Pagi ini aku terbangun, alunan musik
dari semalam masih terdengar sama. Ku ambil Handphone ku yang terletak tepat di
samping bantal. Sejenak ku pandangi judul lagu tersebut, lirik dengan penuh
emosi kerinduan. Aku mengerti itu hanya sebuah lirik lagu, tapi setidaknya pada
setiap liriknya mengandung kesamaan dengan perwakilan hatiku saat ini. Aku kembali
berbaring sejenak, merasakan ruang ini seperti berputar terlalu kencang. Dengan
paksaan aku berdiri, bercermin, kulihat kantung mata yang terlihat begitu jelas
bahkan lingkaran panda tercipta begitu pekat. Aku melihat mata ini begitu lelah. Bagaimana
tidak, seminggu penuh aku hanya tidur kurang lebih dua jam, makan seadanya itu
pun tidak dengan nasi, aku merasa aku tidak berada di tempat ku lagi. Tidak sama
sekali
Aku melihat tiga foto lelaki
kecil tergantung di dinding kamar ku, tiga foto yang di ambil di tahun yang
berbeda. Aku memandanginya sekali lagi, menyentuh ujung-ujung foto itu, terlalu
lama aku berkutat memandanginya, aku tak bisa berhenti menangis. Sembab di
mataku seminggu ini, sudah membuat pertanyaan bertubi-tubi menghampiriku. Aku hanya
bisa tersenyum dan berkata ‘aku hanya lelah, kurang tidur’

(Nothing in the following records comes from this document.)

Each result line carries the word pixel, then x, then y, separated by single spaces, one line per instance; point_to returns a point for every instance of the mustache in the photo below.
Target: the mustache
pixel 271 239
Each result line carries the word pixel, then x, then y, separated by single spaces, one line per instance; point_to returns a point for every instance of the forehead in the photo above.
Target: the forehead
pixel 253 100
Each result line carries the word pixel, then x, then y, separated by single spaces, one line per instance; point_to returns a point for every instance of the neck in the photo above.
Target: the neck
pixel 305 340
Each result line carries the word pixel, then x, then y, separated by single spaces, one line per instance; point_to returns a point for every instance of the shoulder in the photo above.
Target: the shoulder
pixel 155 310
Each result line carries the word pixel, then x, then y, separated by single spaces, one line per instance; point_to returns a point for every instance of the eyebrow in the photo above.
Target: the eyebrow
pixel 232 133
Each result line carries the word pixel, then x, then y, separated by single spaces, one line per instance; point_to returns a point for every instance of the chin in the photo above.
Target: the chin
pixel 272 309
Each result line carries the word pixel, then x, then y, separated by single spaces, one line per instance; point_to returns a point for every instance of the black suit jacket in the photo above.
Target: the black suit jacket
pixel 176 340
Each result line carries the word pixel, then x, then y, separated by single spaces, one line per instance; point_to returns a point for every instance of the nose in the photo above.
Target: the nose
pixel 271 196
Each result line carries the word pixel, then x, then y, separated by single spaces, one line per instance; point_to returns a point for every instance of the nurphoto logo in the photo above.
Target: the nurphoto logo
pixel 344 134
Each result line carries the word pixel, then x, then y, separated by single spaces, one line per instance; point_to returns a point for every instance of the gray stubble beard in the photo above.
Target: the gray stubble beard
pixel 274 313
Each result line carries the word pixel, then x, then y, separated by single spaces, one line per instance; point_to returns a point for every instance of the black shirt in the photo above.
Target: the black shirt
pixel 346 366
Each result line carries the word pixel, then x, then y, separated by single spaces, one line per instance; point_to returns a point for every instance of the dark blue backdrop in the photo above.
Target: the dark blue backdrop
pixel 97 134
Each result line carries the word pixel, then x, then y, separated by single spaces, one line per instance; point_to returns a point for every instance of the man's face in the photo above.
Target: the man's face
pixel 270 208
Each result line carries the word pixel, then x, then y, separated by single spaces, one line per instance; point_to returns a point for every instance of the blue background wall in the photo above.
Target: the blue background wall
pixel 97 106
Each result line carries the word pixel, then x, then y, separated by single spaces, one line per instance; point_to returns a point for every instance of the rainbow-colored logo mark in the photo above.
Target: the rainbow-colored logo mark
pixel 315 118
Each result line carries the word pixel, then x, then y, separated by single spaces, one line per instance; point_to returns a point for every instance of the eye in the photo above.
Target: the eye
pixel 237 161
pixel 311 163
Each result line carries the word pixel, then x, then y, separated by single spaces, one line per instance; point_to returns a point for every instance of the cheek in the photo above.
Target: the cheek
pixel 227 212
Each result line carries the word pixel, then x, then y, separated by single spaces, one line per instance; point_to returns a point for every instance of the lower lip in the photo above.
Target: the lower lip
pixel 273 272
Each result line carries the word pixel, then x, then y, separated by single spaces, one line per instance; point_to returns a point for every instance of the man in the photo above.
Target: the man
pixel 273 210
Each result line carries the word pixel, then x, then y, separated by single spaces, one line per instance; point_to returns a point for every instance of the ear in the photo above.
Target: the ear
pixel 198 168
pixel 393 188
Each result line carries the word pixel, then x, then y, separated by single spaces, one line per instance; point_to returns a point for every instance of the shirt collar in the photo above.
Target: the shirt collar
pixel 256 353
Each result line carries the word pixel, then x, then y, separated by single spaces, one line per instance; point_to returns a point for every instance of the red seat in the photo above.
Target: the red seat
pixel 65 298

Aku kembali duduk di depan
jendela kamar, tempat yang selalu menjadi hal utama. Memandangi hijaunya kebun
di depan kamarku, aku mengambil gitarku yang terletak di sebelah kanan jendela,
aku memainkannya, benar-benar memainkannya dengan seksama, pertama kali ini lah
aku bermain gitar dengan air mata yang tak kunjung berhenti bercucuran, ku
alunkan melodi dari lagu yang ku putar semalaman, aku benar-benar menangis dan
terhanyut bersama lagu ini. Aku berhenti bermain. Aku benar-benar
menghentikannya. Aku berpindah, duduk di depan kolam ikan dengan membawa sebuah
buku, aku menulis seperti biasanya, tapi kali ini air mataku benar-benar tidak
bisa di hentikan. Aku mencoba menulis hal lain, benar-benar berbeda, ku pikir
ini bisa mengurangi beban tapi, kali ini benar-benar tak ada gunanya. Aku membuang
buku itu jauh dari hadapanku. Tak ingin ku pungut. Aku lelah menjadi seperti
ini. Disetiap sudut ruangan rumah ku, aku merasakan hadirmu disana. Aku benci. Aku
lelah melihat sosokmu yang tertawa disana, aku menutup mata, kau pelan
menampakkan diri. Aku lelah, benar-benar lelah mengingatmu.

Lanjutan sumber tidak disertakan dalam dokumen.